One of the most common problems I see in my practice is a child who has had one or more urinary tract infections.
The most important question to ask when someone is having urinary tract infections is whether the infections happen with fever. This is referred to as a febrile UTI. The workup and management of a febrile UTI is completely different than that of a non-febrile UTI. Failing to make this distinction usually results in unnecessary radiologic testing.
A child with a febrile UTI has a temperature of more than 101.5, looks like he has the flu, and often needs to be admitted to the hospital for IV fluids due to nausea and vomiting. He may also have burning and pain with urination, but not always.

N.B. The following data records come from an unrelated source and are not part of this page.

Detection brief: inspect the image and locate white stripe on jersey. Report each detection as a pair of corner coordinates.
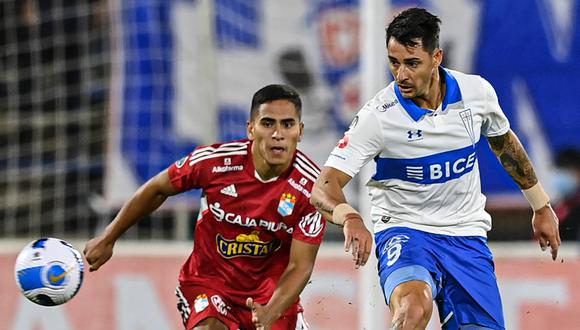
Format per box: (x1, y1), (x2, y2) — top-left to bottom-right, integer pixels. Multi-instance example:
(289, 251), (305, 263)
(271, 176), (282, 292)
(294, 162), (316, 182)
(296, 153), (320, 177)
(175, 287), (191, 325)
(189, 150), (248, 166)
(189, 143), (247, 161)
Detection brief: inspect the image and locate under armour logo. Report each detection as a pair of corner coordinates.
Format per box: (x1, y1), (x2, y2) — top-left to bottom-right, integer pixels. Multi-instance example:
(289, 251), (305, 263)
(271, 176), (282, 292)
(220, 184), (238, 197)
(407, 129), (423, 141)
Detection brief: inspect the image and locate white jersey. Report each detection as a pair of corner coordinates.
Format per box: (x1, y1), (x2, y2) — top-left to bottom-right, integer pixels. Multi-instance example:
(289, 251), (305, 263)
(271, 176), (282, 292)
(325, 69), (509, 236)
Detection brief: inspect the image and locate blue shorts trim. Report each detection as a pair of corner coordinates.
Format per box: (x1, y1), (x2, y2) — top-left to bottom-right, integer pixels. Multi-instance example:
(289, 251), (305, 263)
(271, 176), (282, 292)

A child with a non-febrile UTI feels well overall but hurts terribly when voiding. He may also void frequently in small amounts or instead hold his urine and then have accidents. Some children may have no symptoms, though parents report a strong smell in the child’s urine.

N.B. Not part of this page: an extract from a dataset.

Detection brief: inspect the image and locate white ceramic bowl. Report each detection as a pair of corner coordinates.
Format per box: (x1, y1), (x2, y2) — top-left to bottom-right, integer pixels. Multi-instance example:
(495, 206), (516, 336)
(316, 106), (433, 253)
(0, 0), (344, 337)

FEBRILE UTI (UTI with fever)
Febrile UTI’s are usually due to anatomic problems like urine going backwards from the bladder to the kidneys (vesicoureteral reflux), or a blockage in the kidney, ureter, or urethra.

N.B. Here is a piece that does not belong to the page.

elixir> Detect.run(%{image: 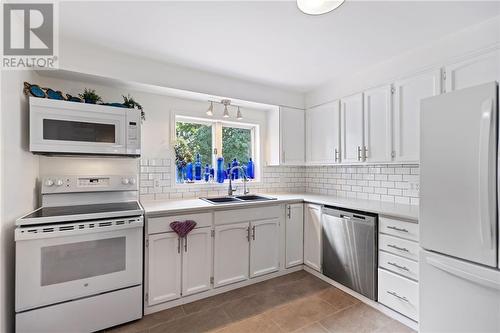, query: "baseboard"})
[304,266,418,332]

The American Academy of Pediatrics (AAP) recommends obtaining a renal and bladder ultrasound after the first febrile UTI mainly to rule out blockage or obstruction in the urinary tract. A renal ultrasound is well tolerated by most children, is non-invasive, and there is no risk of radiation.
After the second febrile UTI, the AAP recommends a more invasive test, disliked equally by parents and children: the voiding cystourethrogram (VCUG). The VCUG is done mainly to detect vesicoureteral reflux, a condition associated with recurrent febrile UTI’s. Surgery for vesicoureteral reflux can decrease the chances of recurrent febrile UTI’s by more than half, however, it does not affect the risk of recurrent non-febrile UTI’s.
NON-FEBRILE UTI (UTI without fever)
Non-febrile UTI’s are usually due to infrequent voiding, incomplete voiding, bad hygiene, or constipation. Children with non-febrile UTI’s usually have normal anatomy. The treatment for recurrent non-febrile UTI’s is:
voiding frequently (every 2 hours)
double voiding (the child counts to 10 after voiding and then tries to void again)
proper hygiene (sometimes using moist toilettes, wiping from front to back, etc.)
treatment of constipation (which should be continued indefinitely, usually into adulthood)
DYSFUNCTIONAL ELIMINATION SYNDROME
A small subset of children with non-febrile UTI’s have what we call dysfunctional elimination syndrome, which is a failure to relax the urinary or anal sphincters when voiding or defecating. These patients usually don’t empty their bladders completely, which results in infections and/or incontinence. They also suffer from constipation and soiling. These patients might benefit from medications or pelvic muscle training (biofeedback) when simpler maneuvers like timed voiding, double voiding, and treatment of constipation fail to solve the problem.